Triple-buffered uniforms prevent CPU/GPU contention.

5.3 Window interop via SDL3

SDL_Window* window = SDL_CreateWindow("Singularity", 1280, 720,
                                      SDL_WINDOW_METAL | SDL_WINDOW_RESIZABLE);
SDL_MetalView metal_view = SDL_Metal_CreateView(window);
CAMetalLayer* layer = (CAMetalLayer*)SDL_Metal_GetLayer(metal_view);
metalBackend->initialize({window, layer}, config);

6. The Vulkan backend

6.1 What’s different

Vulkan is more verbose than Metal.
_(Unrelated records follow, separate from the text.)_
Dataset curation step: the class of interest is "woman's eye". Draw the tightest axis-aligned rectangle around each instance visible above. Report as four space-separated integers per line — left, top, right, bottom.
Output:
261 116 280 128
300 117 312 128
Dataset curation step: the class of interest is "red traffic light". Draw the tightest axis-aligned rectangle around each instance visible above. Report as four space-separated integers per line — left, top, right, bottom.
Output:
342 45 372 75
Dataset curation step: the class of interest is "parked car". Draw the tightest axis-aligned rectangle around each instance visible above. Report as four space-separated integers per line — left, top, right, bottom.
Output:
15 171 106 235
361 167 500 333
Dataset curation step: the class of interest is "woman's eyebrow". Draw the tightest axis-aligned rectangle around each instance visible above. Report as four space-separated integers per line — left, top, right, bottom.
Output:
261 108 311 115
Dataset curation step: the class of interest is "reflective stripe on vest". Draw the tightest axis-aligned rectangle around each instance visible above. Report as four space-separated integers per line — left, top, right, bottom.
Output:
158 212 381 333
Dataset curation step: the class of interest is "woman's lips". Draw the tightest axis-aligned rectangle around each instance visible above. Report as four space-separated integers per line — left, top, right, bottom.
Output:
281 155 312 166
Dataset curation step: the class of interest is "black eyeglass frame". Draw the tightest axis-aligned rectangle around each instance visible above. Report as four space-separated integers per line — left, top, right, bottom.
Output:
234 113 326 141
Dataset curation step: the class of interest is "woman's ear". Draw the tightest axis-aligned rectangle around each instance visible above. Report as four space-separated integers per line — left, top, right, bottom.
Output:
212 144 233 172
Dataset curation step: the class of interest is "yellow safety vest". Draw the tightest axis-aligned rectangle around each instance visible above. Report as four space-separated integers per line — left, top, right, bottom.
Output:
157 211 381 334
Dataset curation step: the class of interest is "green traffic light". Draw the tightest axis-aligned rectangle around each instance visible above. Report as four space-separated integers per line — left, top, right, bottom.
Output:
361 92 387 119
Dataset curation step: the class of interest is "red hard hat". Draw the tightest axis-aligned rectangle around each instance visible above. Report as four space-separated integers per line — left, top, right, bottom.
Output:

The same Metal setup expands to:

Instance + physical device selection + queue family selection
Logical device + compute queue + graphics queue (often the same)
Swapchain creation with explicit VkSurfaceKHR from SDL3
Descriptor set layouts + descriptor pools + descriptor sets
Pipeline layout + compute pipeline + graphics pipeline
Per-frame: command pool + command buffer + fences + semaphores
Explicit memory allocation (use VMA — Vulkan Memory Allocator — to make this sane)

Roughly 2-3× the code of the Metal backend, but it follows a well-known recipe (Sascha Willems’s Vulkan samples are the canonical reference).

6.2 HLSL → SPIR-V → Vulkan

Shaders authored in HLSL. Compiled at build time:

dxc -T cs_6_0 -E main -spirv \
    -fspv-target-env=vulkan1.3 \
    -I shared_shader/ \
    geodesic_kernel.hlsl -Fo geodesic_kernel.spv

shared_shader/shader_compat.h provides the DEVICE/INLINE/vec3 aliases that let the same geodesic_math.h compile in both MSL and HLSL.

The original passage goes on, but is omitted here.